The classic example is a hidden Markov model (HMM):
-
We have a sequence of hidden states H₁, H₂, ..., Hₜ
-
We have a sequence of observations E₁, E₂, ..., Eₜ
-
All transition probabilities P(Hₜ | Hₜ₋₁) are identical across time steps
-
All emission probabilities P(Eₜ | Hₜ) are identical across time steps
Instead of learning 2T-1 separate distributions, we only need to learn 3: the initial state distribution, the transition distribution, and the emission distribution. This drastically reduces the number of parameters and allows us to learn from sequences of arbitrary length.
Parameter sharing involves a fundamental tradeoff:
-
Fewer parameters require less data to estimate and generalize better
-
More parameters provide greater flexibility to model nuanced differences
-
The choice depends on how similar the nodes are and how much data you have
Module 4: Laplace Smoothing
Maximum likelihood estimation works well with large datasets but suffers from severe overfitting when data is scarce. If a particular outcome never appears in the training data, MLE assigns it a probability of zero, which is often overly confident and incorrect.
Laplace smoothing solves this problem by adding a small pseudocount λ to every possible outcome before normalizing. For a variable with k possible values:
-
Add λ to each count
-
Normalize by (total count + λ × k)
This has several desirable properties:
-
As λ → 0, we recover the original maximum likelihood estimates
-
As λ → ∞, we approach a uniform distribution
-
With more data, the effect of the pseudocounts becomes negligible
A common choice is λ=1, which corresponds to adding one imaginary observation of each possible outcome. This prevents zero probabilities while still giving more weight to actually observed events.
Module 5: Expectation Maximization (EM) Algorithm
The final and most advanced topic is learning with partially observed data, where some variables are hidden or missing in the training examples. This breaks the simple count-and-normalize approach because we don't know the values of the hidden variables to count them.
The EM algorithm solves this problem through an iterative two-step process:
-
E-step (Expectation): Using the current parameter estimates, compute the posterior distribution over the hidden variables given the observed variables. This produces a set of weighted complete assignments, where each possible value of the hidden variable is weighted by its probability.
-
M-step (Maximization): Treat the weighted assignments as if they were fully observed data.

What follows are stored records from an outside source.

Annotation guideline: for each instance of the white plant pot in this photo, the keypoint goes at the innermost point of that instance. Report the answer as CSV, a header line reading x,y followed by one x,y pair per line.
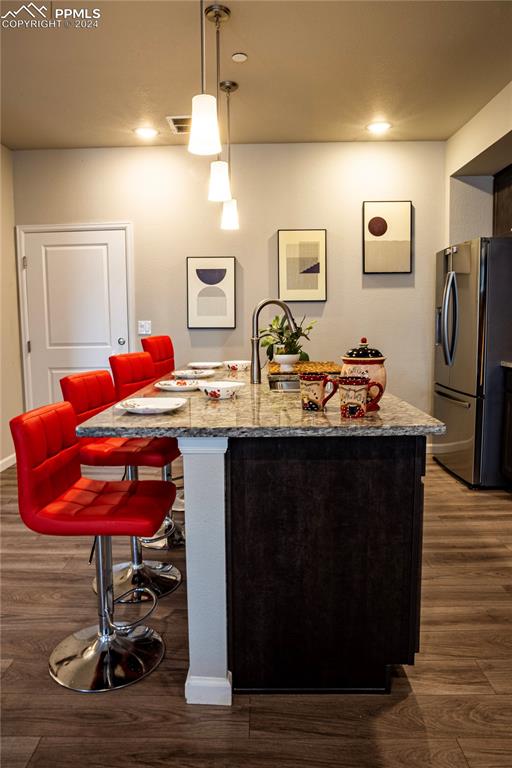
x,y
286,362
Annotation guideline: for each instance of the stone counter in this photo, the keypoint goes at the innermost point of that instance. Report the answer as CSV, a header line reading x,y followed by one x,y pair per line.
x,y
258,412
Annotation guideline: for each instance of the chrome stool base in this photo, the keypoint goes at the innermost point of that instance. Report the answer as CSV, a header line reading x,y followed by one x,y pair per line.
x,y
160,578
169,536
88,662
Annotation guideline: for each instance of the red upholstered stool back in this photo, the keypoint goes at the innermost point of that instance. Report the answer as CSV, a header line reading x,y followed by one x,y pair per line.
x,y
162,353
89,393
47,459
131,372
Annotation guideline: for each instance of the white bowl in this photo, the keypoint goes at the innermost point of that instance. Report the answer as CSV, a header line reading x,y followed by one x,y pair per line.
x,y
205,365
221,390
237,365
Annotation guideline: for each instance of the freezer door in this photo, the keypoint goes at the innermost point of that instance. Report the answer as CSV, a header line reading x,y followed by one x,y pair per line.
x,y
458,449
468,265
443,265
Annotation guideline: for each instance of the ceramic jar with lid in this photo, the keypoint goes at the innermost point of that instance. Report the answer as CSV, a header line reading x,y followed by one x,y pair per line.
x,y
366,361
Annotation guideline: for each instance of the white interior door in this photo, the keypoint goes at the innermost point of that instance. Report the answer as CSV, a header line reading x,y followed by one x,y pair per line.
x,y
75,285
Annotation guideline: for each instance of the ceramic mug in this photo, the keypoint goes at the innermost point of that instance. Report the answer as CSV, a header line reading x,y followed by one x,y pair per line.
x,y
313,389
354,397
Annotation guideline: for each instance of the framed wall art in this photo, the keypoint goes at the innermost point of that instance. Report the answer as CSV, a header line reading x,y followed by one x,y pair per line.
x,y
302,264
387,237
211,292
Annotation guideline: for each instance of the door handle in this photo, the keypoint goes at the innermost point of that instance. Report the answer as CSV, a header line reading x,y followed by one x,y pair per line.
x,y
438,326
455,316
450,290
454,400
444,320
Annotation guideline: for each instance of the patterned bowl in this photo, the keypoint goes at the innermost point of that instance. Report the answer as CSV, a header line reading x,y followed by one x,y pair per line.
x,y
221,390
237,365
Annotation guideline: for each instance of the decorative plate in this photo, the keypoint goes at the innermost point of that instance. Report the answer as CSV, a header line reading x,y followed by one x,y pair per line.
x,y
150,405
193,374
177,385
221,390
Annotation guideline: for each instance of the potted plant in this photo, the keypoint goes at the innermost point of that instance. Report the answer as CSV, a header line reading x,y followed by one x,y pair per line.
x,y
283,345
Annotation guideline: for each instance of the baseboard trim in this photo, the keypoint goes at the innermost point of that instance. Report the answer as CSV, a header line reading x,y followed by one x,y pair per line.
x,y
208,690
7,462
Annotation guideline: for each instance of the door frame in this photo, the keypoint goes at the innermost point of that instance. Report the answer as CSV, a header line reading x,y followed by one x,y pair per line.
x,y
24,229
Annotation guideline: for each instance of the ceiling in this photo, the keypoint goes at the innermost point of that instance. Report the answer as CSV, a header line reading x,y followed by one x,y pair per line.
x,y
317,71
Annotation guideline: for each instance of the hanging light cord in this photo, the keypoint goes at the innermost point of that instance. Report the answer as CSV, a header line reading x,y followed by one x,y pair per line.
x,y
203,71
228,105
217,39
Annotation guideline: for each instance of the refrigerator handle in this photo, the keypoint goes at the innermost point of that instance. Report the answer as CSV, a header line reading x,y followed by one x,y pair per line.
x,y
450,291
455,309
454,400
444,319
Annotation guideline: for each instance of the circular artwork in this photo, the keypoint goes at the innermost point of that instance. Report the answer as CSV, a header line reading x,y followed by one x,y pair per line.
x,y
377,226
211,276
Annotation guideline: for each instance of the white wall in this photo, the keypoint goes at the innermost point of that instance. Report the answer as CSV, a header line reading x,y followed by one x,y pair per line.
x,y
12,400
487,127
469,199
471,208
163,191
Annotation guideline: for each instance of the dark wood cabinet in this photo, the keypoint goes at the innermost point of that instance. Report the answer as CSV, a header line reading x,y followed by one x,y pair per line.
x,y
506,453
502,218
324,561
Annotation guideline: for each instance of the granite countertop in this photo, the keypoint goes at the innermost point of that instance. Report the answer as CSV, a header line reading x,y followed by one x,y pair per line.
x,y
258,412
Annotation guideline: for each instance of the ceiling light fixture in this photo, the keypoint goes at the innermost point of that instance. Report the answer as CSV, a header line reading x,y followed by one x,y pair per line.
x,y
379,127
146,132
219,189
229,219
204,132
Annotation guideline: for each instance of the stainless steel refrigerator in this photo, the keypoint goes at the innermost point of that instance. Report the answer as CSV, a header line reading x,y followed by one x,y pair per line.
x,y
473,333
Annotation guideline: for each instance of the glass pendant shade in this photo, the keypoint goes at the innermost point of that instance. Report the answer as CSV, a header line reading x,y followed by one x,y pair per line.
x,y
230,215
219,190
204,132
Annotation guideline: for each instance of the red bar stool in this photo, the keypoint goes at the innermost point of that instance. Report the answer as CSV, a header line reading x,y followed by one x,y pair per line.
x,y
55,499
161,350
89,393
131,372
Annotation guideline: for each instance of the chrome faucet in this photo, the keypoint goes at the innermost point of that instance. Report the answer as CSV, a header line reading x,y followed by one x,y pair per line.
x,y
255,338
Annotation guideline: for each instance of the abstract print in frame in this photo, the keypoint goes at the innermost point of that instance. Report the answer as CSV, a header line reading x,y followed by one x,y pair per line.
x,y
211,301
387,237
302,264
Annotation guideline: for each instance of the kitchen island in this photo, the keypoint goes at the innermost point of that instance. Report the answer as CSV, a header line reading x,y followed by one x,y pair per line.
x,y
303,555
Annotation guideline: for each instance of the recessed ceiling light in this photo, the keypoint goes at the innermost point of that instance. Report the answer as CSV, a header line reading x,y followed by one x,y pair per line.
x,y
378,127
146,133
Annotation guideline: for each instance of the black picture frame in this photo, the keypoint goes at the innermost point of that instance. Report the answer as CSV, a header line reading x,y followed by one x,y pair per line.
x,y
367,271
283,295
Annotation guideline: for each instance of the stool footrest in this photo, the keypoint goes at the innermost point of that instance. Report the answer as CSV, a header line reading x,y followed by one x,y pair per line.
x,y
126,627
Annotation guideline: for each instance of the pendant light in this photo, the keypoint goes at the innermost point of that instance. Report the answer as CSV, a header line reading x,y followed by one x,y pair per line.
x,y
219,189
204,130
229,218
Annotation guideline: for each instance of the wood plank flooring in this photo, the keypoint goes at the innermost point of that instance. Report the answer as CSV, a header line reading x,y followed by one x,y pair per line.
x,y
453,709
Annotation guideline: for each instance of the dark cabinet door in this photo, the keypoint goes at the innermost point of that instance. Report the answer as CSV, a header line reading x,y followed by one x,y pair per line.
x,y
502,226
506,456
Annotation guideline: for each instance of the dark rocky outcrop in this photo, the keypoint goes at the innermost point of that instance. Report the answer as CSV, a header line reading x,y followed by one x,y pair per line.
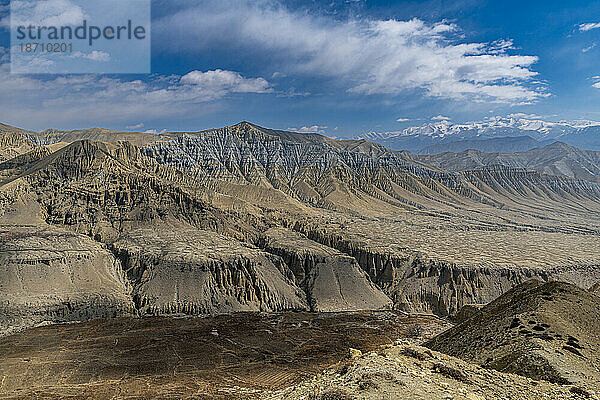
x,y
541,330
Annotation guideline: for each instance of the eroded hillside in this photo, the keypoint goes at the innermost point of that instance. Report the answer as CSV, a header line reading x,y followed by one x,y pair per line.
x,y
197,220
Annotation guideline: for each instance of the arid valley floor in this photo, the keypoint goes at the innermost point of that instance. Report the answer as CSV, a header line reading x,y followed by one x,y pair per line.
x,y
244,262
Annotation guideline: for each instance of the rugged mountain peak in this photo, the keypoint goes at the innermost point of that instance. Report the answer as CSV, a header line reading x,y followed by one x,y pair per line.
x,y
540,330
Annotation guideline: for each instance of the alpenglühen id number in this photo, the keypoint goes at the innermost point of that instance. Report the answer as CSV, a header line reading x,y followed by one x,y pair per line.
x,y
46,47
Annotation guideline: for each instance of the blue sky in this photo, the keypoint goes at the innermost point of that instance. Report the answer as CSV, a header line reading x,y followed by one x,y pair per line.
x,y
336,67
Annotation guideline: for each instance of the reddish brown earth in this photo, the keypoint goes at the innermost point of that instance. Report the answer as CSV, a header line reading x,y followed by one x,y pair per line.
x,y
223,357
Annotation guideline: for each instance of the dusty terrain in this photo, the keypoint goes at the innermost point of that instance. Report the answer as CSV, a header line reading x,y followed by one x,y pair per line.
x,y
541,330
408,372
236,356
384,228
113,225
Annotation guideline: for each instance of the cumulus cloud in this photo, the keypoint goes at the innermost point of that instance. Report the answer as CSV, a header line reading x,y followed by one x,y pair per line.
x,y
589,26
94,55
588,48
57,99
525,116
136,126
45,13
366,56
309,129
155,131
226,81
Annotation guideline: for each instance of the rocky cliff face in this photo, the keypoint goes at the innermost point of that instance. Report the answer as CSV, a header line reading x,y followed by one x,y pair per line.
x,y
179,270
333,281
541,330
429,240
51,275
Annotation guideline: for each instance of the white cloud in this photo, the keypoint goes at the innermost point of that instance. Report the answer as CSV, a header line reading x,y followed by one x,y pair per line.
x,y
363,56
524,116
136,126
45,13
156,132
95,55
309,129
226,81
588,48
589,26
92,99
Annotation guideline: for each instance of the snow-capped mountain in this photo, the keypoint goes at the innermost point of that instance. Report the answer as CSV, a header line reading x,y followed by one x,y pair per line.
x,y
580,133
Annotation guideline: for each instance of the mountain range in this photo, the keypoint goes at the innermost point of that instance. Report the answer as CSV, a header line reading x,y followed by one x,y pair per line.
x,y
495,134
245,218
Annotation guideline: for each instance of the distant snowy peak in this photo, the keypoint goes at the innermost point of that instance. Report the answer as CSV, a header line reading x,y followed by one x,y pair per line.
x,y
490,127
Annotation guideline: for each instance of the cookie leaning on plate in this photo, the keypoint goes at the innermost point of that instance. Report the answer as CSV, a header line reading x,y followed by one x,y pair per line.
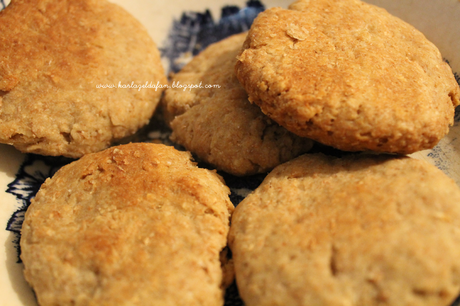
x,y
349,75
137,224
218,124
54,56
356,231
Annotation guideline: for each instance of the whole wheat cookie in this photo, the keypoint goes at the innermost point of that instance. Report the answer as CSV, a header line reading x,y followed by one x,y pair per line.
x,y
54,56
137,224
355,231
218,124
349,75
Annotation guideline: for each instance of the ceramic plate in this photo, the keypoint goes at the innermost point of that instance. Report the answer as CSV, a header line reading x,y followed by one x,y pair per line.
x,y
182,28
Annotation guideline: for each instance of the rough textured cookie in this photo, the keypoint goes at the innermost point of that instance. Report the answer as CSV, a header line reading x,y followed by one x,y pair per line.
x,y
54,55
137,224
219,125
354,231
349,75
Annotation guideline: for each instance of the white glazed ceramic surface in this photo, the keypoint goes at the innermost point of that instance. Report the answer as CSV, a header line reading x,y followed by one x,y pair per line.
x,y
439,20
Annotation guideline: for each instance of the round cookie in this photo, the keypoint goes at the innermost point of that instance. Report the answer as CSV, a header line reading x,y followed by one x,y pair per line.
x,y
349,75
54,58
355,231
137,224
218,124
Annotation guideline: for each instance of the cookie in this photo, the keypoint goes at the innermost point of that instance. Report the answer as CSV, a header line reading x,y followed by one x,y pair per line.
x,y
137,224
349,75
56,58
356,231
218,124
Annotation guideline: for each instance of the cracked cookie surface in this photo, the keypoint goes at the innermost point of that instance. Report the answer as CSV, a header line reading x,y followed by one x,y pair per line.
x,y
219,125
349,75
138,224
54,55
357,231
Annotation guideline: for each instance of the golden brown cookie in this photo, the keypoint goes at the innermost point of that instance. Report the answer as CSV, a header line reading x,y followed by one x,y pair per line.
x,y
137,224
54,56
219,124
349,75
356,231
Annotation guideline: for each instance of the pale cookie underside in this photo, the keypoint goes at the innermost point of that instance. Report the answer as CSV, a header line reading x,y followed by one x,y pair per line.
x,y
57,54
219,125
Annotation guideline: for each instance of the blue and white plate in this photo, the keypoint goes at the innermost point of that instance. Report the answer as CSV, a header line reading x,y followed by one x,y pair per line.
x,y
182,28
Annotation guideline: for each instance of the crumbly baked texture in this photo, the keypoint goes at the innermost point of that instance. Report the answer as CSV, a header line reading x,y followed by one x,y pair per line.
x,y
137,224
219,125
354,231
54,54
349,75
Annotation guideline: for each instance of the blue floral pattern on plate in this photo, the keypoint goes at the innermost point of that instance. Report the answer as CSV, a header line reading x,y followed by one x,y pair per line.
x,y
193,32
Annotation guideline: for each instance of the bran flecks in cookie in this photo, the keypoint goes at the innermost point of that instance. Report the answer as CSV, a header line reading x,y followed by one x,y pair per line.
x,y
57,60
219,124
137,224
355,231
349,75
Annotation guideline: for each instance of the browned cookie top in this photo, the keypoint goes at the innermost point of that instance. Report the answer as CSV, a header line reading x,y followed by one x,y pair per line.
x,y
54,54
353,231
218,123
349,75
137,224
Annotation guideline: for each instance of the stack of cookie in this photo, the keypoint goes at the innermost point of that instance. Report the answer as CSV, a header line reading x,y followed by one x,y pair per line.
x,y
140,224
362,229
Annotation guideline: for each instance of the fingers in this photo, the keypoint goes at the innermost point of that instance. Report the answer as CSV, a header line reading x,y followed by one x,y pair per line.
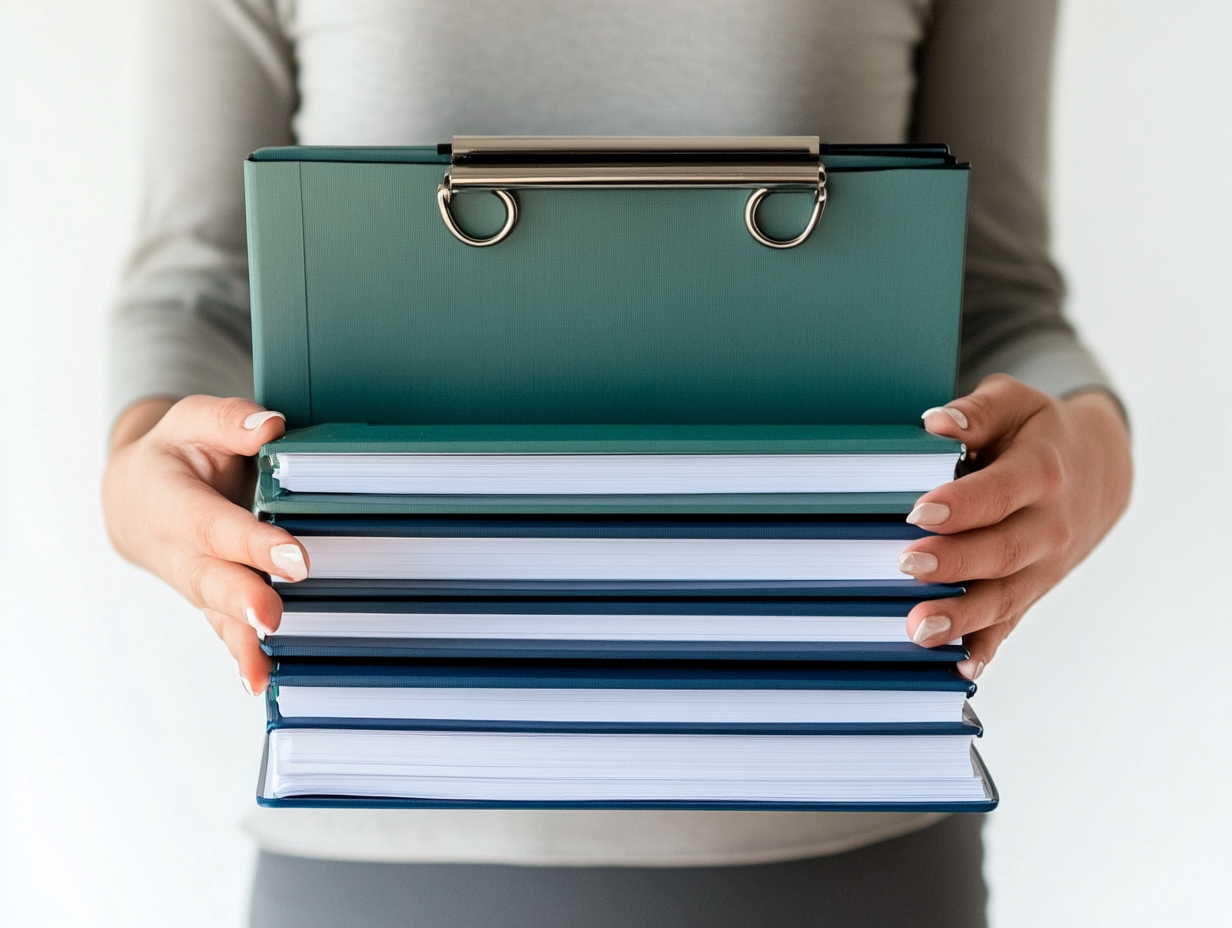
x,y
231,589
232,427
989,414
1012,545
242,641
1025,473
982,618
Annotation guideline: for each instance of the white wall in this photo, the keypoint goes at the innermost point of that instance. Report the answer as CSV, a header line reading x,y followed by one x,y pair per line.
x,y
128,751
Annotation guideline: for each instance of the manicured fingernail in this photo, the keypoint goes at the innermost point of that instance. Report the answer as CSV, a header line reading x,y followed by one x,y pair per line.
x,y
956,414
917,562
258,419
929,514
261,631
290,561
930,627
971,669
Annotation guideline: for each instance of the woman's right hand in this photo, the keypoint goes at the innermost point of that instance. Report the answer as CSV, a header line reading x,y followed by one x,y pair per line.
x,y
175,497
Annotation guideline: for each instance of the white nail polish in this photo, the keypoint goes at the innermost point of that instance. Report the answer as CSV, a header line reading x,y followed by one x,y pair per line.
x,y
956,414
975,669
261,631
930,627
929,514
258,419
914,562
290,561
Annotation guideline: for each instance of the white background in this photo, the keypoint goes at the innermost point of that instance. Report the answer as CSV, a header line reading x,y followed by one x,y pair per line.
x,y
128,751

Count and normalize using the weights instead of 1s to get new parameter estimates.
The algorithm repeats these two steps until convergence. Each iteration is guaranteed to increase the likelihood of the observed data, and the process will eventually converge to a local maximum.
Important properties of EM:
-
It only finds local maxima, so multiple random initializations are recommended
-
It cannot recover the absolute labels of hidden variables, only their relative clustering
-
It is widely used in unsupervised learning, clustering, and many other machine learning applications
-
Wishing you great success as you master the art of probabilistic modeling. May you develop an intuitive understanding of how to turn raw data into meaningful probability distributions, and may these skills serve you well in all your future machine learning endeavors. Whether you go on to build complex graphical models, work with time series data, or tackle unsupervised learning problems, may you always approach each challenge with curiosity and rigor. Good luck with your studies and the upcoming lectures on logical reasoning!